Same-sex marriage. Religious groups mobilized on both sides of an issue that showed no sign of early resolution, and courts and voters made it a legal and political hot potato.

• The decision by several Catholic bishops to deny communion to politicians they deem out of step with church teaching on abortion, a move triggered by the nomination of Sen. John Kerry as the Democratic presidential candidate.

• The continuing fallout, and threatened split, in the worldwide Anglican movement over ordaining gay clergy.

• Rulings by the U.S. Supreme Court allowing “under God” to remain in the Pledge of Allegiance but forbidding the use of public funds for scholarships for seminary students.

• The continuing debate among religious groups over the role of the United States in Iraq

• The defrocking of a lesbian pastor by the United Methodist Church, raising the stakes in a divisive ongoing dispute among liberal Protestants over gay rights.

Settlements in several Catholic dioceses with victims of sexual abuse by priests. The cost led bishops in Portland, Ore., Spokane, Wash., and Tucson to file for bankruptcy.
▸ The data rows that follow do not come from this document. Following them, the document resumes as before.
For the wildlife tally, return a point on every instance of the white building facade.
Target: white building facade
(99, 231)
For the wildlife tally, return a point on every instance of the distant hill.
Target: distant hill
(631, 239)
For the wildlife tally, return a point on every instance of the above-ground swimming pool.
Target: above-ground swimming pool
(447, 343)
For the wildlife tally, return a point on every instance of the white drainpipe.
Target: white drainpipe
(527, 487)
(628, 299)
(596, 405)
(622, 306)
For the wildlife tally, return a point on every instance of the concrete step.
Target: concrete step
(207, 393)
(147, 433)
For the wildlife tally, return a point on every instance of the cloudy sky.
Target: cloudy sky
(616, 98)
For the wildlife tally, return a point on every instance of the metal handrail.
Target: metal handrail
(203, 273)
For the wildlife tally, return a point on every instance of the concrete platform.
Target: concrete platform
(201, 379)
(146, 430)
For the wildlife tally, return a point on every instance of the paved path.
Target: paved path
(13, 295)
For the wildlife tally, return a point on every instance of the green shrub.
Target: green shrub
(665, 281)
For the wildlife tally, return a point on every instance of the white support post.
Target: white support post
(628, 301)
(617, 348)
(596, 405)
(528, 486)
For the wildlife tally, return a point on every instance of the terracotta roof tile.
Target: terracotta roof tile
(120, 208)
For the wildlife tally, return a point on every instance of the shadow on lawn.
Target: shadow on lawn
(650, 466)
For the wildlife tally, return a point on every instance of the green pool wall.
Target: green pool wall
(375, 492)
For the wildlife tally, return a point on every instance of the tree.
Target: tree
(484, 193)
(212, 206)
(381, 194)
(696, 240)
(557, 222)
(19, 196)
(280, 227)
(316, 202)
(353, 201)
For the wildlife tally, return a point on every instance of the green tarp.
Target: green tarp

• Continuing religious tensions in the Israeli-Palestinian conflict, including a threat by some Presbyterian churches to stop investing in companies that profit from the Israeli occupation of Gaza and the West Bank.

That list omits several major stories, among them an increasingly heated campaign by the Christian Right to introduce creationism – under the guise of “Intelligent Design” – in the teaching of science in public schools. In several states, school boards have ordered the use of warning labels on biology books, telling students that evolution is merely a theory.

In other news, Israeli authorities charged antique dealers and collectors with forging biblical artifacts, notably an ossuary (a container for bones) that reputedly held the remains of James, the brother of Jesus.

All this, and another year on the best-seller list for “The Da Vinci Code.”